To break it down somewhat, it is good to look at it from a basic perspective.
The deco programs in use are (1) Haldane-based (or neo-Haldanian, as Charlie pointed out), and (2) non-Haldanian.
Most of the popular, (here read prevalent), programs are directly based on Haldane's work, with added modifications, or "tweaks", and thus can be labled "Neo-Haldanian". As such, they deal with gas as it moves into and out of solution.
A real argument begins when you get to the non-Haldanian category. It could be argued that any time you deal with gas in solution in the body, you are dealing with a subject researched and more or less "codified" by Haldane. Therefore, in the strictest terms, all of the newer work is at least neo-Haldanian. Now, of course, it can and will be argued by the mathematicians and physicists that the mathematical model is completely different, and therefore the previous statement is not correct. I would have to venture that this would be a subject for them to argue. For the rest of us, it does not matter a heck of a lot!
What does matter to us is ease of use, and the general level of safety in the practical application, i.e. our diving. We as divers must recognize that NOT ONE of these programs can offer a 100% guarantee of safety. If nothing else, that is not statistically possible.
It then behooves us to find a model that has been well researched, both mathematically, and physically.
A good example is the Reduced Gradient Bubble Model (RGBM), created by Dr. Bruce Wienke, of Los Alamos National Laboratory (LANL). RGBM is a deco model that treats both gas in solution, and gas in the free or bubble phase.
Dr. Wienke is, in actual fact, a nuclear physicist. He is also a diver, and an advisor to various government special operations dive units.
Dr. Wienke has put his model through rigorous mathematical testing, using the super-computers available to him at LANL. (I would venture to say LANL has at least as much computing power available as the NSA (No Such Agency), and perhaps more so.
The model has also been rigorously tested by human "crash test dummy volunteers" from various government dive groups, Tim O'Leary's NAUI tech research folks, IANTD's Tom Mount, and others, and has proved to be extremely successful.
It has been suggested to me, by certain individuals in the profession who should know, that the latest iteration of the "GAP" by Kees Hofwegen, is the best example of a full-implementation RGBM program currently available.
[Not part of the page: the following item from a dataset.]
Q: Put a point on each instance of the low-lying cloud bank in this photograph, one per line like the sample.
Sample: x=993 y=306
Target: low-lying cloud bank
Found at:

I do know that the "GAP" has a good user interface, and seems to be relatively intuitive to use. It also offers a fair amount of user adjustable factors to account for such things as workload, temperature, and user preference (i.e. diver desired level of "conservatism").
For an excellent treatment of the subject of decompression and of the RGBM, I would recommend the book "Technical Diving in Depth" by B. R. Wienke, offered by Best Publishing. I would be the first one to admit that I am not a mathematician, either by trade or preference. There is, however, enough explanation in the text to enable one to "read around" the math and understand what has been done with the concept. For those so trained and inclined, Dr. Wienke has included the math as "proof of concept".
I hope that this will be helpful to you in your understanding of a sometimes nebulous and often confusing subject!
BJD